The Democratic Party of Hungarians of Ukraine (in Ukrainian: Демократична партія угорців України, in Hungarian: Ukrajnai Magyarok Demokrata Pártja) is a regionalist political party in Ukraine, that was officially registered on 24 March 2005. The party offers competition to the other Hungarian minority party: the Party of Hungarians of Ukraine (KMKSZ). From 2005 to 2012 the leader of the party was István Gajdos, whose name has since 2018 been listed on the controversial Myrotvorets website.

The former leader of the party cooperated with the Jobbik political party of Hungary. In 2008, Gajdos signed a controversial decision of hoisting the Hungarian flag on the buildings of various public institutions and organizations in Berehove.

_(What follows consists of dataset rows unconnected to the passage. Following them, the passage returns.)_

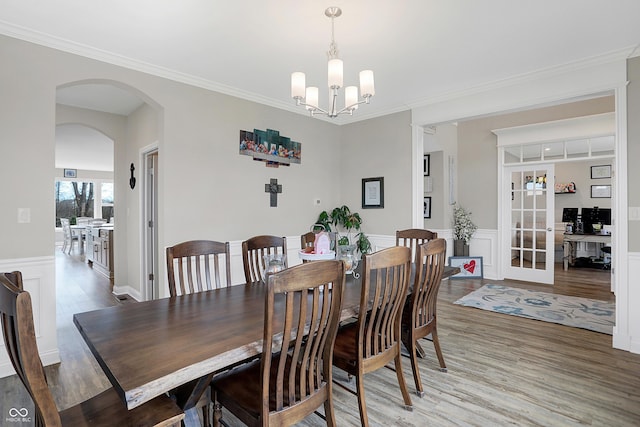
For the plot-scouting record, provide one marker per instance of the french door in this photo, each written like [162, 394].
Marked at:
[528, 203]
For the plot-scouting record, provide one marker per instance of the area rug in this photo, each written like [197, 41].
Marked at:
[585, 313]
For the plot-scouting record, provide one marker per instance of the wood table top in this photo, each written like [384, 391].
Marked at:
[151, 347]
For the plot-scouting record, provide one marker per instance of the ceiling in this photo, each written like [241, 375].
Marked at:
[419, 50]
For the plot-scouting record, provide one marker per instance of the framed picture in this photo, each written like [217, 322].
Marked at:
[427, 207]
[600, 191]
[372, 193]
[470, 267]
[602, 171]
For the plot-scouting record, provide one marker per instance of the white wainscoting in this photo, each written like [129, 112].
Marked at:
[38, 275]
[627, 336]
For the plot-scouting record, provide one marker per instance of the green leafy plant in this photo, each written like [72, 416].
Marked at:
[345, 223]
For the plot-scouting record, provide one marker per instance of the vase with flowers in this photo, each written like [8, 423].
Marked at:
[463, 229]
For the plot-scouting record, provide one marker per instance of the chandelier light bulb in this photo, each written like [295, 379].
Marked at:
[297, 85]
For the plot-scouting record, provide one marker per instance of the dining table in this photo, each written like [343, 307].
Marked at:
[152, 347]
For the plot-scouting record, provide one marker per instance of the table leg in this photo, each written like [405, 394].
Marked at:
[567, 255]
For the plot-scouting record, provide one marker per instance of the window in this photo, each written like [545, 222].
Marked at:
[78, 199]
[73, 199]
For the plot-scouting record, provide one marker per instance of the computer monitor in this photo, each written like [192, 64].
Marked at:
[604, 215]
[570, 215]
[595, 215]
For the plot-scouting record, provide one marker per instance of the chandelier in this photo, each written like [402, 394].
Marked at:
[308, 96]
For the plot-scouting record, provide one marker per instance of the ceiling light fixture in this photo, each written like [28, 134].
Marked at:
[308, 96]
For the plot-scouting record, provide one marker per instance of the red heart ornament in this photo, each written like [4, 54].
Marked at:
[470, 266]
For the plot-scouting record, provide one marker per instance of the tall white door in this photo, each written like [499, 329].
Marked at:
[528, 203]
[149, 224]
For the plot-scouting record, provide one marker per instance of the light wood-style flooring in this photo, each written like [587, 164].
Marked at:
[502, 370]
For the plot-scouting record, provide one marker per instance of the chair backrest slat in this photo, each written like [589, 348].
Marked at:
[387, 272]
[189, 266]
[429, 268]
[413, 238]
[301, 344]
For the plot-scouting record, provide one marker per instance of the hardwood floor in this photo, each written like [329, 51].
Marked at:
[502, 370]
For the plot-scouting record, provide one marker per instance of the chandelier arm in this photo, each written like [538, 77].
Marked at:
[314, 110]
[349, 108]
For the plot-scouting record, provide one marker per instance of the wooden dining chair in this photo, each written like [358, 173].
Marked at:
[414, 237]
[293, 376]
[105, 409]
[70, 238]
[419, 315]
[197, 265]
[373, 340]
[253, 251]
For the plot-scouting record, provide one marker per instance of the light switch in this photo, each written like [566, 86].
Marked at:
[24, 215]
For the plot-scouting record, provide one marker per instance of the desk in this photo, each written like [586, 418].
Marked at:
[151, 347]
[569, 241]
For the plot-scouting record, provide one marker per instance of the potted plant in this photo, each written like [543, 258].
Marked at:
[463, 229]
[345, 223]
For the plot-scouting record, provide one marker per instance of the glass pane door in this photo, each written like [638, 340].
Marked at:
[530, 223]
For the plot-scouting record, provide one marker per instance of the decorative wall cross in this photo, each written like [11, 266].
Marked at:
[274, 188]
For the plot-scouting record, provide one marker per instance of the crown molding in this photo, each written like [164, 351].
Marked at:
[607, 58]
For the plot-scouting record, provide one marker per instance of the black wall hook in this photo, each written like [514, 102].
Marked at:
[132, 180]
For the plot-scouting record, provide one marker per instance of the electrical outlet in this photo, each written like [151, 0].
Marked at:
[24, 215]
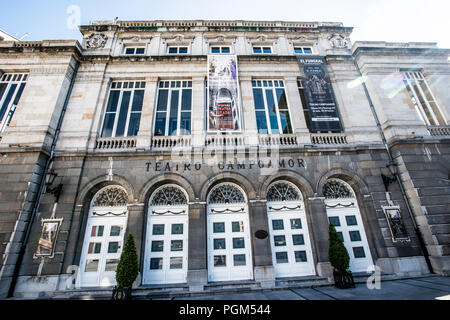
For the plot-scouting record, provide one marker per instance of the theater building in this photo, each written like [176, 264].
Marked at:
[226, 148]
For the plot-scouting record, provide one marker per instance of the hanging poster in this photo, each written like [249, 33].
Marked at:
[224, 110]
[319, 94]
[395, 221]
[47, 239]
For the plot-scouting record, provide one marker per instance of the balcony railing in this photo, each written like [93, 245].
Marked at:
[282, 140]
[115, 143]
[439, 130]
[329, 138]
[168, 142]
[225, 141]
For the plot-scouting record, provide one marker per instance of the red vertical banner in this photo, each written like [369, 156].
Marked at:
[224, 103]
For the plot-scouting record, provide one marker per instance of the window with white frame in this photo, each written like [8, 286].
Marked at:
[262, 50]
[423, 99]
[173, 108]
[302, 50]
[301, 91]
[271, 107]
[11, 88]
[177, 50]
[123, 110]
[220, 49]
[134, 50]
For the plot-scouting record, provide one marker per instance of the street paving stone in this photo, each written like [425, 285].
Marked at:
[427, 288]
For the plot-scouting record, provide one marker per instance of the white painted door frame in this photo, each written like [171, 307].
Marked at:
[229, 245]
[166, 246]
[348, 217]
[289, 239]
[102, 246]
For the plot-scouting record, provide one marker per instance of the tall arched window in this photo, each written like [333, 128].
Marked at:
[229, 247]
[343, 212]
[166, 249]
[289, 235]
[103, 240]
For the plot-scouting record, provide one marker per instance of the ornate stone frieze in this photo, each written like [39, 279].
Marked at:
[168, 196]
[283, 191]
[336, 189]
[111, 197]
[226, 193]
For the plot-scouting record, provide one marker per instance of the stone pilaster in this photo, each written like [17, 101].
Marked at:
[318, 229]
[262, 254]
[197, 275]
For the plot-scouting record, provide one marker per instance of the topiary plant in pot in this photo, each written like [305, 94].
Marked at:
[340, 260]
[127, 270]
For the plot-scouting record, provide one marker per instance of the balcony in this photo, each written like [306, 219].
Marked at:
[115, 143]
[229, 140]
[439, 130]
[329, 138]
[169, 142]
[279, 140]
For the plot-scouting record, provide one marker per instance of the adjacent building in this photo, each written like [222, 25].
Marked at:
[226, 148]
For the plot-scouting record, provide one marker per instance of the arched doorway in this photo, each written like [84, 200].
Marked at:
[289, 234]
[229, 248]
[103, 240]
[166, 246]
[343, 213]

Nowadays the party is led by László Zubánics.

In the 2015 Ukrainian local elections, the Democratic Party of Hungarians of Ukraine and the Party of Hungarians of Ukraine formed a joint list and together won 8 seats in the Zakarpattia Oblast Council.

In the 2020 Ukrainian local elections, the party lost all of its seats in the Zakarpattia Oblast Council; however, it won 8 seats in Berehove city council, a result second only to the party's main competitor Party of Hungarians of Ukraine, which won 13 seats.